Di satu sisi, Wakil Bupati (Wabup) Agus Suranto membacakan sambutan idealis mengenai gerakan moral pemberantasan korupsi. Di sisi lain, Kepala Kejaksaan Negeri (Kajari) Tanggamus, Subaru Kurniawan, menyampaikan kritik pedas mengenai praktik-praktik korupsi yang dinilai masih subur di birokrasi daerah.
Wabup Bicara Gerakan Moral dan Reformasi, Kajari Bicara Realitas di Lapangan
Dalam sambutannya, Wabup Agus Suranto menegaskan bahwa pemberantasan korupsi adalah fondasi penting menuju Indonesia Emas 2045.
Ia menyebut sejumlah langkah yang disebut sebagai bentuk komitmen Pemkab Tanggamus, mulai dari penerbitan Surat Edaran Bupati untuk pemasangan banner HAKORDIA, launching absensi fingerprint terpadu, hingga kolaborasi penyuluhan hukum bagi perangkat daerah.

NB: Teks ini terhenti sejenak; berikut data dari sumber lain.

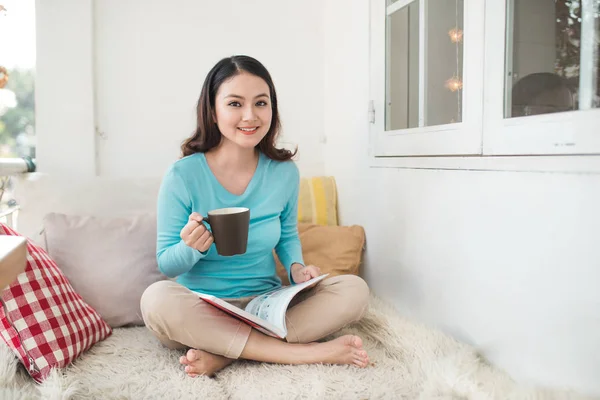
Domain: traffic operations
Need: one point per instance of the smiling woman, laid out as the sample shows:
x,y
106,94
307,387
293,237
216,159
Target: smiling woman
x,y
238,96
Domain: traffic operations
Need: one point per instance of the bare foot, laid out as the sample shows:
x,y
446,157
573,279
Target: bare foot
x,y
343,350
199,362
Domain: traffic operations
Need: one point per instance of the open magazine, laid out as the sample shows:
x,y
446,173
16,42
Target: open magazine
x,y
265,312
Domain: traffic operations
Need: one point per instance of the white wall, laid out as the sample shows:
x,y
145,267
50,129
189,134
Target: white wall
x,y
506,261
64,109
148,61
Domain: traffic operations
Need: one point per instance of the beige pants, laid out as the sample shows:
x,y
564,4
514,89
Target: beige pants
x,y
180,319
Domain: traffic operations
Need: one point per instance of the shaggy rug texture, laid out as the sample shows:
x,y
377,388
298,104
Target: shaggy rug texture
x,y
409,361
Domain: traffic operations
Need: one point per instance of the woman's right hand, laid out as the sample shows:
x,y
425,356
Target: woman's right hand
x,y
195,234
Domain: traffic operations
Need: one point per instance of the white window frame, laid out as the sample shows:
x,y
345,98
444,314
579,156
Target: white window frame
x,y
463,138
484,131
549,134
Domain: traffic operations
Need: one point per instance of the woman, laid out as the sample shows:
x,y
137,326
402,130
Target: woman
x,y
231,161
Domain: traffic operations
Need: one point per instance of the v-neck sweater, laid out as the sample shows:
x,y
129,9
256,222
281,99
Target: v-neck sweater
x,y
189,185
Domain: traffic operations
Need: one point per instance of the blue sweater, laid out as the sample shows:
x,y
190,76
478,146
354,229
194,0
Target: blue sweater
x,y
272,197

"Perbaiki diri, perbaiki sistem, dan perbaiki tata kelola pemerintahan," tegasnya, menutup pidato dengan pantun bertema antikorupsi.
Namun, suasana berubah ketika Kajari Subaru Kurniawan naik podium. Melalui paparan bertajuk Forum Konsultasi Publik Pada HAKORDIA 2025, ia mengungkap berbagai “penyakit kronis” birokrasi yang masih terjadi, mulai dari mark up proyek, persekongkolan tender, hingga pungli dalam pelayanan publik dan perizinan.

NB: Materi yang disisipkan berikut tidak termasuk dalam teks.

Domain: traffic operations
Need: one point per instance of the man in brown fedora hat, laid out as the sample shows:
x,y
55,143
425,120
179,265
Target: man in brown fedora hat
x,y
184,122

Mark Up, Persekongkolan Tender, hingga Pungli di Loket Pelayanan
Kajari Subaru tidak berbicara normatif. Ia menyoroti praktik yang sudah lama menjadi rahasia umum:
Mark Up Proyek
Proyek pembangunan disebut hanya menjadi ruang empuk untuk menaikkan nilai anggaran demi keuntungan pihak tertentu, sementara kualitas pekerjaan dinomorduakan.
Persekongkolan Tender
Tender proyek digambarkan sebagai “sandiwara tahunan” yang pemenangnya sudah dapat ditebak, akibat adanya pengaturan sejak awal.
Pungli Pelayanan Publik
Masyarakat disebut masih sering dipersulit saat mengurus perizinan, bahkan dipaksa menyodorkan amplop agar urusan dipercepat.

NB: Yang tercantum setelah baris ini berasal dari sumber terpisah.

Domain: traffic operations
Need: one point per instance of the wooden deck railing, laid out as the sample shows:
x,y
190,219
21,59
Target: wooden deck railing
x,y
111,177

Kajari juga menyoroti bahwa praktik korupsi tidak hanya terjadi di lingkup kabupaten. Di tingkat kecamatan, penyimpangan bahkan disebut lebih dekat dengan kehidupan rakyat kecil.
"Di Kecamatan, titik rawan korupsi justru semakin jelas. Mulai dari pelayanan publik, urusan legalitas tanah, pengelolaan dana, hingga aset,” tegas Subaru.
Ia mengingatkan bahwa penyebaran spanduk HAKORDIA dan penggunaan fingerprint ASN tidak akan mampu menekan korupsi jika tidak dibarengi tindakan serius.
Kajari menutup paparannya dengan peringatan keras. Ia mengibaratkan upaya seremonial Pemda sebagai “plester luka untuk mengobati kanker”, jika tidak disertai pembenahan mendasar serta keberanian menindak oknum-oknum yang bermain anggaran.